La Presse: “Stone, a Stunning Beauty”

{Translated from French via Google Translate}

Expectations were great for this third installment of the Cirque du Soleil Hommage series at the Cogeco Amphitheater in Trois-Rivières, with Stone. At the height of the work of Luc Plamondon, the show will have largely met expectations.

The audience was invited to a magnificent electro-classical-modern ball, bursting, or even “trash”, Wednesday night in Trois-Rivières. What the production described as a punk-rock baroque opera did not disappoint the audience, confirming at the same time that the Cirque du Soleil team is getting more and more comfortable at the Cogeco Amphitheater and feels more Than ever as at home.

The narrative plot of the Stone show is not only interesting to follow, it transports us in a whirlwind of emotions, going from laughter to tears and passing by the unavoidable breath that only these acrobats can reserve us, on earth or in high-flying.


   

The musical plot, for its part, is still worth this year alone the detour to the Amphitheater, with the interpretation reworked by the musical director Jean-Phi Goncalves, which only confirms its status as a genius of music.

Works by Plamondon such as SOS of a distressed earthman interpreted by Ariane Moffatt, or the electrifying Oxygène by Betty Bonifassi are extraordinary, as is Parc Belmont and the rich voice of Martha Wainwright, or the blues of the businessman who Takes on a completely new color with the deep and touching interpretation of Safia Nolin.

Visually, one feels the concern of the team to completely occupy the space, even when a single acrobat to the hoop will come to make its number. There is no idle time in this 75-minute show.

The imposing decoration representing this carousel which seems to be disused and which will accompany until the last note the quest of an eccentric maestro and his automated muse occupies masterfully space to accompany the elaborate and clearly well-honed.


   

The number one in the world is stone completely overturns the public, with the superb interpretation of Beyries , and a duet of acrobats with straps of a grace both poetic and sensual that comes to draw us the tears Until the very end, when a shower of brilliant brilliantly ends this adaptation that inspired the title of the show.

Visually, numbers like Monopolis , Oxygen and undocumented migrants are particularly powerful, both in music and the interpretation of acrobats who have clearly worked with great precision intentions in acting and comedy.
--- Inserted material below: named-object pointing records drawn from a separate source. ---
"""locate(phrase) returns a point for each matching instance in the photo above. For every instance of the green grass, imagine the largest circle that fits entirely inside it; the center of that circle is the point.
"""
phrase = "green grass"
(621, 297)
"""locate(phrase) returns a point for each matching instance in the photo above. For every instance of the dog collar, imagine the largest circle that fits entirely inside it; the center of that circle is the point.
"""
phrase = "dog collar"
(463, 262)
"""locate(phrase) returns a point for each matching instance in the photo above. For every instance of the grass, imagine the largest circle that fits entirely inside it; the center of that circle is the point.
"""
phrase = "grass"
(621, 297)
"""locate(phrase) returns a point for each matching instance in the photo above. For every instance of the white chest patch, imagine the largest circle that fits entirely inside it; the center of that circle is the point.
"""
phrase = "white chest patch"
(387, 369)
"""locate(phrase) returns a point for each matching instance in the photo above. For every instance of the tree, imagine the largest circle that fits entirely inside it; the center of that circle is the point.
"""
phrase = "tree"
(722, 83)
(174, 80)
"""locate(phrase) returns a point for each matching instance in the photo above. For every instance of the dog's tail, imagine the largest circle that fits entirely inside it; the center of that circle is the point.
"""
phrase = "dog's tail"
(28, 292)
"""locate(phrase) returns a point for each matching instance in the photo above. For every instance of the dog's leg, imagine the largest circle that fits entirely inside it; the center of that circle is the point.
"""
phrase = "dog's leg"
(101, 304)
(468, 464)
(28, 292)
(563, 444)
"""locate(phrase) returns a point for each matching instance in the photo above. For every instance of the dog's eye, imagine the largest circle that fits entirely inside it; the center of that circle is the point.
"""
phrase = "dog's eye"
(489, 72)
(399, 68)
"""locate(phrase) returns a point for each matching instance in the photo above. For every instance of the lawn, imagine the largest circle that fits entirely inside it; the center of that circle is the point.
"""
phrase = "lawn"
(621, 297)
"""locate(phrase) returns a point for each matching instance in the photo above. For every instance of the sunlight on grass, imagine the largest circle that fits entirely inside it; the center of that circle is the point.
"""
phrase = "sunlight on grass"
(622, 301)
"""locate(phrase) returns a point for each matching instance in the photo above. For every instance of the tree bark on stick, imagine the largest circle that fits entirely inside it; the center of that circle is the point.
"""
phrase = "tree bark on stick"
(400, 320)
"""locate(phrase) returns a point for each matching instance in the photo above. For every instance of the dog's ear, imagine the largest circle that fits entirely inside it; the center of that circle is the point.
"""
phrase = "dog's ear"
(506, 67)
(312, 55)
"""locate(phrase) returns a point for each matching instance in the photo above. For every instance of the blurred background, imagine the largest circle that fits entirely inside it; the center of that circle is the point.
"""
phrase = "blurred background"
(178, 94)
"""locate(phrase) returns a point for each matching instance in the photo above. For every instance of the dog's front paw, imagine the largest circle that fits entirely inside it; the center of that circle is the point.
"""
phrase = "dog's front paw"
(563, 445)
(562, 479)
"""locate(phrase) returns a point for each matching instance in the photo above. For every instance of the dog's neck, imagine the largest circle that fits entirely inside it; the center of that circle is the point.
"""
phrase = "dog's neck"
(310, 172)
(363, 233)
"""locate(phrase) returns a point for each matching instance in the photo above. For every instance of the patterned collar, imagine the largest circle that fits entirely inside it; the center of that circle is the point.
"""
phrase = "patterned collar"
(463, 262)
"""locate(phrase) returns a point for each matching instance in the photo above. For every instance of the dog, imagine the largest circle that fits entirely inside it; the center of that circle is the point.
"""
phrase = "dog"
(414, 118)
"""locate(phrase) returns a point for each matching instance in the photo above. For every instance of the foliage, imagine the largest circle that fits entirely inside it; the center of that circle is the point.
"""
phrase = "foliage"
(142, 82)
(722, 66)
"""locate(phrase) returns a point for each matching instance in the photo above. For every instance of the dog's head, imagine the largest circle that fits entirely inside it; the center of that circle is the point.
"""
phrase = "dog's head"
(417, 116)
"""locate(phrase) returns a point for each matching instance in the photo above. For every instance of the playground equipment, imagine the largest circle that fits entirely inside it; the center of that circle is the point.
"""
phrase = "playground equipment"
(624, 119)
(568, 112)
You can feel it especially in a number like ” I dance in my head” , where the duo of men with the Korean board comes to look for the public in humor in its complicity with the maestro, who tries somehow to slip through this number Acrobatic that does not succeed at all.


   

These few points of humor will come alleviate the narrative frame that one feels sometimes heavier and black, without it being disturbing.

We also had a breath of breath in Lili wanted to go dancing , or in Tiens-toi ben, I come , with the acrobats in the discipline of icarians games, with acrobatics that leave us simply speechless.

Let’s also bet that Plamondon himself had the tear in his eye for this one song he had demanded in this show, My mother was still singing . The audience, initially invited to sing the song in chorus, will later be transported in a classical and touching waltz that serves well this great classic, beautifully performed by Marie-Pierre Arthur.

The quest for the automaton muse, although it crosses dark and sometimes black paintings, will culminate in light with the hymn to the beauty of the world , for the occasion taken up by Diane Dufresne, as if it were necessary at the end of The story that the true muse of Plamondon also regained its true voice at the end of this journey.

There was only Diane Dufresne to symbolically close this show.